Additional question: There are many RLHF algorithms for reasoning tasks, such as GRPO, RLOO, and REINFORCE++. Could you compare the proposed algorithm (possibly RLHF-COV) with these methods? In addition, only one dataset and base model are used in the experiments - more datasets and base models should be included, as other reviewers have pointed out.
A: We are conducting these new experiments as you suggested.
Question 1: Argilla-DPO-Mix7K contains test dataset. However, the authors use different datasets to evaluate it. Why?
A: In the updated Table 1: https://docs.google.com/document/d/1c_A6F5_VWR0VGLLUbKCaTko9WrvGsx1g39ovYQJnqUk/edit?tab=t.0, we have compared the negative log likelihood loss of the chosen responses among the offline DPO-type algorithms, over a hold-out test set of the Argilla-DPO-Mix7K dataset, which shows that our algorithm achieves the lowest test loss.
Question 2: I agree that math and reasoning tasks are very important tasks. However, superior performance on these tasks does not directly indicate robustness against corruption or reward overoptimization. To support this claim, you should demonstrate that the dataset is indeed corrupted, or that the model trained by DPO is overoptimized, whereas the model trained by DPO-COV is not.
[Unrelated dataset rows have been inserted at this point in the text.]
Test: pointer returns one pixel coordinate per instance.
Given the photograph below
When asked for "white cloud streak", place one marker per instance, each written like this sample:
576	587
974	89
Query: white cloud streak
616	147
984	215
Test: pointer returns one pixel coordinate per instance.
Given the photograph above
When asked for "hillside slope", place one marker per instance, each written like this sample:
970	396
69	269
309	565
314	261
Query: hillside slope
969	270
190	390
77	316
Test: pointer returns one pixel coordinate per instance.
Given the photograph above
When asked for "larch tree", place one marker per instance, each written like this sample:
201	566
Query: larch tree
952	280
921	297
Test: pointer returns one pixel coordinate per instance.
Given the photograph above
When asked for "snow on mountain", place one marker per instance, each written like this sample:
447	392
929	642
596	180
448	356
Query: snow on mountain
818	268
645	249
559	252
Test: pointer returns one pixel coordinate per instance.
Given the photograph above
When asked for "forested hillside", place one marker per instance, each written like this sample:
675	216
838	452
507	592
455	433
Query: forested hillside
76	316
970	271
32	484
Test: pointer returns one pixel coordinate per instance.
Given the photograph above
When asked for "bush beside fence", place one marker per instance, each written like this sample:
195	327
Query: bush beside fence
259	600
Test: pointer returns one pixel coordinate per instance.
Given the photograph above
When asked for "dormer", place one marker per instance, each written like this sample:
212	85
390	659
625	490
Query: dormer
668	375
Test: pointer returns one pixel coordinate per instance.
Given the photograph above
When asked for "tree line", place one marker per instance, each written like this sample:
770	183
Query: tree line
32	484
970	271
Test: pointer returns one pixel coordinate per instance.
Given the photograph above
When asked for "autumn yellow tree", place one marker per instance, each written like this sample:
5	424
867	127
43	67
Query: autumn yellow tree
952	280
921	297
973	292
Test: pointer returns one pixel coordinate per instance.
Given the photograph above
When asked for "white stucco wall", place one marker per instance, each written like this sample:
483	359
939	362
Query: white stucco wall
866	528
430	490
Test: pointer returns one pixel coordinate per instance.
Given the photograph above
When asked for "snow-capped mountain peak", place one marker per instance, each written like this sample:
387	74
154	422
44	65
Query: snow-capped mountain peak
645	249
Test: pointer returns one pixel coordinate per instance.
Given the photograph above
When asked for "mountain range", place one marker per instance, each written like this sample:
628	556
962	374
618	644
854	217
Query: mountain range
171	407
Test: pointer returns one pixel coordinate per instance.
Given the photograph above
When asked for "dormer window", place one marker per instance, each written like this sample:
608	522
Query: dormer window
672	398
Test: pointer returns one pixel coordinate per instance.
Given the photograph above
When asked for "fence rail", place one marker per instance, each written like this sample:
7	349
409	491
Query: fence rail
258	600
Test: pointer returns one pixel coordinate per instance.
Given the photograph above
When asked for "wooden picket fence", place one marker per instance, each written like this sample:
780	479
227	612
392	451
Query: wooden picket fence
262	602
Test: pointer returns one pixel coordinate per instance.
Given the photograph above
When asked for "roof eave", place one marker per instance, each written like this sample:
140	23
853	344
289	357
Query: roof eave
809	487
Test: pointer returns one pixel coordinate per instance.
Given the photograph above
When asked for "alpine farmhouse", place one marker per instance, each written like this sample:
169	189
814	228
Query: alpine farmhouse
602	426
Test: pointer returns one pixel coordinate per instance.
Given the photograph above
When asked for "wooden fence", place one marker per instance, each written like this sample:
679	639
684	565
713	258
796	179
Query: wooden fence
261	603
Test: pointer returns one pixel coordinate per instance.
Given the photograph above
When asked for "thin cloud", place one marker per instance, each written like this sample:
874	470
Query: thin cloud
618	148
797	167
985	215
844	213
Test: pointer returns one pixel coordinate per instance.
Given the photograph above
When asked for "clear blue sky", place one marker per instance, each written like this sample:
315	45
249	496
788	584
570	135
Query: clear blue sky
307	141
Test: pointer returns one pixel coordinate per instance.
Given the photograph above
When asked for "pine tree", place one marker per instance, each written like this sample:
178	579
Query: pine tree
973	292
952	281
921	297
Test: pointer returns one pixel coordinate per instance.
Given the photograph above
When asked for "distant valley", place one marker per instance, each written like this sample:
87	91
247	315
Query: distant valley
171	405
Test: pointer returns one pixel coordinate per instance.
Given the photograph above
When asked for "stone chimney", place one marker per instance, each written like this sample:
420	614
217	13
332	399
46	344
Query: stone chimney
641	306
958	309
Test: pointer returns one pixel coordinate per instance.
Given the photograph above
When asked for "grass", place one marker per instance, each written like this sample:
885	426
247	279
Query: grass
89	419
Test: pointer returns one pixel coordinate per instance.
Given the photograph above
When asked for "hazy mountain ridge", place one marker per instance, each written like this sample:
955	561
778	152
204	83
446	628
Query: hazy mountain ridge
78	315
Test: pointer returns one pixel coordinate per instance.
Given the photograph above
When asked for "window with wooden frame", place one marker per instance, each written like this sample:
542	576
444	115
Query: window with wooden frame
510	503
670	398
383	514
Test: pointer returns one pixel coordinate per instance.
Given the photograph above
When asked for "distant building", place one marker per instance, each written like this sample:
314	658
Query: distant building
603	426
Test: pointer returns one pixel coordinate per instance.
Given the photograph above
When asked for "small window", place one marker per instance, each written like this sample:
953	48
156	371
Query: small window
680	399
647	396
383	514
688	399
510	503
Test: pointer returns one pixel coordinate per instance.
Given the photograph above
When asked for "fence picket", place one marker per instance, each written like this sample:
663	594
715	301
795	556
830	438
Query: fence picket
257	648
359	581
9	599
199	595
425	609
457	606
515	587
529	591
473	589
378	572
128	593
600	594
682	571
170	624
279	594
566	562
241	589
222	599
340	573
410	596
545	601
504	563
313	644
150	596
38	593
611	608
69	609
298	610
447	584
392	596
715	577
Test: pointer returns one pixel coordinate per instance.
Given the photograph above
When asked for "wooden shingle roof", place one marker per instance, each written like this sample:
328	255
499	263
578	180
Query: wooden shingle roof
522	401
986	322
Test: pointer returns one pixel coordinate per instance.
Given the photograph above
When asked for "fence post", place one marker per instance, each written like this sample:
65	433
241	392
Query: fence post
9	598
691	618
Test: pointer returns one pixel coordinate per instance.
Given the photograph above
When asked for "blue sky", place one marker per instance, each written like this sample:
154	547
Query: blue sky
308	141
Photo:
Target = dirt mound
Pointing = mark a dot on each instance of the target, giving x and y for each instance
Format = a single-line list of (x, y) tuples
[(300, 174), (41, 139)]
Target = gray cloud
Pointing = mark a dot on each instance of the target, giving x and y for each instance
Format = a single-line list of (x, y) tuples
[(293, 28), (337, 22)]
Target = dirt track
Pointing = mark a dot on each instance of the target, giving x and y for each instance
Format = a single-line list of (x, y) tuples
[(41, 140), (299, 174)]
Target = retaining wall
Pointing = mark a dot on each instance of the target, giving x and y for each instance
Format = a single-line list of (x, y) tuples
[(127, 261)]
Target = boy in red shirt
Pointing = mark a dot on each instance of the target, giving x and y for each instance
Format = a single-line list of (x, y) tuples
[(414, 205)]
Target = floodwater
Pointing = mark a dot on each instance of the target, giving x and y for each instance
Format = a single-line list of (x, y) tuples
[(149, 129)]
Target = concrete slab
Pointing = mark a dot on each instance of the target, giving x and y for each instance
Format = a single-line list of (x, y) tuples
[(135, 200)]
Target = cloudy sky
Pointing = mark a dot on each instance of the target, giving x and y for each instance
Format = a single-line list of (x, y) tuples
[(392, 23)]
A: We have randomly corrupted 25% labels of the Argilla data. The results on this corrupted Argilla data are shown in Table 2 of https://docs.google.com/document/d/1c_A6F5_VWR0VGLLUbKCaTko9WrvGsx1g39ovYQJnqUk/edit?tab=t.0, which indicates that both our DPO-COV and the robust DPO are more robust to the corruption than the other non-robust DPO variants. We are working on the new experiments that compare the overoptimization level.
Question 3: Why are there no results for RLHF-COV?
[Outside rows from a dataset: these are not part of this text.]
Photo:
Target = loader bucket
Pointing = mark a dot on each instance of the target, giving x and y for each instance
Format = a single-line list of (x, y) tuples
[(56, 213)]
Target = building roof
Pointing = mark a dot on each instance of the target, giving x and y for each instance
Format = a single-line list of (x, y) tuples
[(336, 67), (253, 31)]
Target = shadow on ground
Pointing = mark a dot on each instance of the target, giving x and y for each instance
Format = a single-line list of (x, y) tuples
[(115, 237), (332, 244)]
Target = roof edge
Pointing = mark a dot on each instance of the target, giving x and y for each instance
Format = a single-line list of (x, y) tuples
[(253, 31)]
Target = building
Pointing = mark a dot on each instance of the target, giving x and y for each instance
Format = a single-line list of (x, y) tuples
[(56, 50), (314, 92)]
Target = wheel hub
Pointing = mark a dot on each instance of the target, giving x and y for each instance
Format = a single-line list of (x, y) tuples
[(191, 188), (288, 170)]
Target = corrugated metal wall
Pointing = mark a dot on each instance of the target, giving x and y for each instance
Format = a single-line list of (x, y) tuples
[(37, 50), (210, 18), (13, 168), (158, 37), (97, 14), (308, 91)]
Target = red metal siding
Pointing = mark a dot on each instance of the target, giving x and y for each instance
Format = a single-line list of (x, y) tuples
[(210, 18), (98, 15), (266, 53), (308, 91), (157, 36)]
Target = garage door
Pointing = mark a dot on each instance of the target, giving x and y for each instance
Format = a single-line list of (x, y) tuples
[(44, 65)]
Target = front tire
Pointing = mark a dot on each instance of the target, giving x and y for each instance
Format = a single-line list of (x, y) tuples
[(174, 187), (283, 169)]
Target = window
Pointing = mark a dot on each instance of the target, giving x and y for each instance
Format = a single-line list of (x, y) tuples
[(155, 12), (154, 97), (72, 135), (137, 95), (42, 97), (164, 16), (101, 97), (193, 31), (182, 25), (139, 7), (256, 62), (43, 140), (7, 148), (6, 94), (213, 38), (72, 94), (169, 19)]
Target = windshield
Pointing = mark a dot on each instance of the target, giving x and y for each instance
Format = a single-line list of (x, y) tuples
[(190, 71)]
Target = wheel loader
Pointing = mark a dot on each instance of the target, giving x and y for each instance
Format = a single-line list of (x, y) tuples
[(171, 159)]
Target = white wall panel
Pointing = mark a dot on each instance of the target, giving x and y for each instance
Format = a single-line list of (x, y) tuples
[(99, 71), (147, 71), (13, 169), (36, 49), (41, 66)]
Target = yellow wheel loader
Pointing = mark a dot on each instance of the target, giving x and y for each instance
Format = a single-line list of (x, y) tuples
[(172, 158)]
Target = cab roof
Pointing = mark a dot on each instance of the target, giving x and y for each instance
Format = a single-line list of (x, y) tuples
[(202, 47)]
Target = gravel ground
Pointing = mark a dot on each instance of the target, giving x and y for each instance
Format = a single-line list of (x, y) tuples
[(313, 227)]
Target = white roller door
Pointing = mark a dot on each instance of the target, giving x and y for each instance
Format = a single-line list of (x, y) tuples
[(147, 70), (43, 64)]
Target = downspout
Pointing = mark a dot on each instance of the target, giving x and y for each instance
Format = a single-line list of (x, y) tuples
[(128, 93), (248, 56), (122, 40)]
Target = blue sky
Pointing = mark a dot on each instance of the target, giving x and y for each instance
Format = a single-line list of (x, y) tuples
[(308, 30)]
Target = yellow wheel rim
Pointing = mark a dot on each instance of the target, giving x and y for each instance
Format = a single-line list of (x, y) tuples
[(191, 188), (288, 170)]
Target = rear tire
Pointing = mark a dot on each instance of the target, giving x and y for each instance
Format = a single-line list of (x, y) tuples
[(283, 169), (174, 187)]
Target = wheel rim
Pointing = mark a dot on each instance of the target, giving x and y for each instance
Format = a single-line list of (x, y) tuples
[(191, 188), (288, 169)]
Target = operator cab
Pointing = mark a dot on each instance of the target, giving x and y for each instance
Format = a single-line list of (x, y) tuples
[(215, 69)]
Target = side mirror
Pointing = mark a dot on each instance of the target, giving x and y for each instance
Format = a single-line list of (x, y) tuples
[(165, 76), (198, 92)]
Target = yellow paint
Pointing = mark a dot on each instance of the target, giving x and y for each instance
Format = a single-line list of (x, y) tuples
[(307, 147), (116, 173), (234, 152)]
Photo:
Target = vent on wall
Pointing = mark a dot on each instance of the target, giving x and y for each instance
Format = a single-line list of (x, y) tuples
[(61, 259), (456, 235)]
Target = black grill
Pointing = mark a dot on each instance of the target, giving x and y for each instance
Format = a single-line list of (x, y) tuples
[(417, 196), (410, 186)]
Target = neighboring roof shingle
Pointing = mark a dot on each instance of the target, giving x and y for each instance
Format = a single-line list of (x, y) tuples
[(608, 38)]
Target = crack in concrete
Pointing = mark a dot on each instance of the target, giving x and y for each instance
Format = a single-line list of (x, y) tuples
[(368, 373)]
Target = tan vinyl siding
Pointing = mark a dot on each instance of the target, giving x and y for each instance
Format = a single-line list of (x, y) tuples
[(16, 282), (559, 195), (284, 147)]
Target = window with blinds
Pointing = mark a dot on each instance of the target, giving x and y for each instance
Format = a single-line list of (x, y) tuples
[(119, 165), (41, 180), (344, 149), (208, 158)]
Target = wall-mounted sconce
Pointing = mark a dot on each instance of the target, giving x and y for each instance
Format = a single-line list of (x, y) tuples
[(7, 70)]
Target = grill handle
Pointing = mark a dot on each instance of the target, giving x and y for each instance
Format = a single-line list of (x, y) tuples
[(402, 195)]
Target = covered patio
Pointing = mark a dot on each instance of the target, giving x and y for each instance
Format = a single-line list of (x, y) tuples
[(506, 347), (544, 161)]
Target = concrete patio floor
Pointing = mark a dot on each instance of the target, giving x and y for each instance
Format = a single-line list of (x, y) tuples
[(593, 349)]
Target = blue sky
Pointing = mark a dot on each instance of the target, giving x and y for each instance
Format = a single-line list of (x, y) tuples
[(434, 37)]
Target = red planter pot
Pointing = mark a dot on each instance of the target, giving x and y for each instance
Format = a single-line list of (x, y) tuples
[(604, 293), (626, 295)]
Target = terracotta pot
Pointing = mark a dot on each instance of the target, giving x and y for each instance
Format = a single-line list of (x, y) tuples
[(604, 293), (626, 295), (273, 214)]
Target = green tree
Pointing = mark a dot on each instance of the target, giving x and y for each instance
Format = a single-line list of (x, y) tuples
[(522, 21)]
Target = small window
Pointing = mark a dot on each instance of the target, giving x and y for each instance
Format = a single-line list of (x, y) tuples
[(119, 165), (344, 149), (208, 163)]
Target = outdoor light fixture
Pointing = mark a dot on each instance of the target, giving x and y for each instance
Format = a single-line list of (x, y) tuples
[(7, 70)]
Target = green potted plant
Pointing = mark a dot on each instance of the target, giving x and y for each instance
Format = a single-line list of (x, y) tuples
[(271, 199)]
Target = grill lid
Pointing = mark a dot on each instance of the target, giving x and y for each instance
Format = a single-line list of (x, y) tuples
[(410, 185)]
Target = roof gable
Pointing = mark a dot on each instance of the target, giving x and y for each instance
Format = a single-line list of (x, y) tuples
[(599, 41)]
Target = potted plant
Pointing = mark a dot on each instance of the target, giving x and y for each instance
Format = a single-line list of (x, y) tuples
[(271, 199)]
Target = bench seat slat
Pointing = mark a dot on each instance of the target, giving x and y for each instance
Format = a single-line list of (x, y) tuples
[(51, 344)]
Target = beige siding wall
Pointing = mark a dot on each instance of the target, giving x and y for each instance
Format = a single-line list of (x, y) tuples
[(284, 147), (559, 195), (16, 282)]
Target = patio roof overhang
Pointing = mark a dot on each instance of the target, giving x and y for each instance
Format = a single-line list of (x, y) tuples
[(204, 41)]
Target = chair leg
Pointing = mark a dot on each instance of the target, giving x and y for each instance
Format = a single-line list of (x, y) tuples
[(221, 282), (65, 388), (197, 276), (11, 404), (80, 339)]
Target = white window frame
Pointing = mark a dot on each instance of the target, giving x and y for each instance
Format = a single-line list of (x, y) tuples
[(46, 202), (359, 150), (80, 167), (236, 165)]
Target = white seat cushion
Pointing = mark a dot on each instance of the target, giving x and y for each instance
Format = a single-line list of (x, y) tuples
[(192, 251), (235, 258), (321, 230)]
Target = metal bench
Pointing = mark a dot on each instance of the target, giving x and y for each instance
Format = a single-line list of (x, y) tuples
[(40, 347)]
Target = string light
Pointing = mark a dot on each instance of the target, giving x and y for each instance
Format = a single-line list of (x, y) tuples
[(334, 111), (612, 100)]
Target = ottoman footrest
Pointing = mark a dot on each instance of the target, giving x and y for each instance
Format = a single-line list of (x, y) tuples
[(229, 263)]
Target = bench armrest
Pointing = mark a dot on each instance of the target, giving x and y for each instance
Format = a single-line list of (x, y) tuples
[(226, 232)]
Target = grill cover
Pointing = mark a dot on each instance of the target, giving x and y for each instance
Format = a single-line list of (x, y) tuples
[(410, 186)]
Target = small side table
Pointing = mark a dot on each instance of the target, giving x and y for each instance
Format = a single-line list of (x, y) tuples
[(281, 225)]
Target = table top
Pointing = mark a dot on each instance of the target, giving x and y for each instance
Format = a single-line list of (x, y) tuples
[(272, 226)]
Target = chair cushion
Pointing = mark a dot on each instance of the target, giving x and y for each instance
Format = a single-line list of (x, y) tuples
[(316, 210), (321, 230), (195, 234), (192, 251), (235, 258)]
A: RLHF-type algorithms such as RLHF and RLHF-COV are theoretically equivalent to their DPO counterparts (e.g. Our Propositions 2 and 3), but require additional training of large reward models. Therefore, like many other works that propose a new DPO-type algorithm, our experiments focus on DPO-type algorithms, while RLHF-COV is used as an intermediate step to derive our DPO-COV algorithms.
This paper introduces RLHF-COV and DPO-COV, two algorithms that simultaneously address three challenges in LLM alignment: corrupted preferences, reward overoptimization, and verbosity. These methods are theoretically motivated and support both offline and online learning settings. The authors derive formal equivalence between the RLHF and DPO variants and prove generalization guarantees under corrupted feedback. While the theoretical contributions are sound, reviewers found the empirical evaluation limited and were unconvinced by the claims of robustness and generalization based on the presented experiments.
Despite its theoretical rigor, the paper suffers from limited empirical validation, with most experiments restricted to a single dataset and model. Several reviewers noted the absence of comparisons with key baselines such as GRPO, REINFORCE++, and modern RLHF/DPO variants on reasoning tasks. Claims of robustness are not directly tested, and while new experiments with artificially corrupted labels were added post-rebuttal, concerns remain about their realism and the limited scope. The generalization of results to diverse models and datasets is unclear. Reviewers also found the verbosity mitigation results inconclusive, as no response length statistics were reported. Overall, the current evaluation falls short in validating its practical utility. Key concerns around generalization, baseline comparisons, and realism of the corruption model remain unresolved.
Based on the common consensus, therefore, the authors are recommended to consider submitting to the next suitable venue addressing all the concerns once all the necessary modifications are incorporated.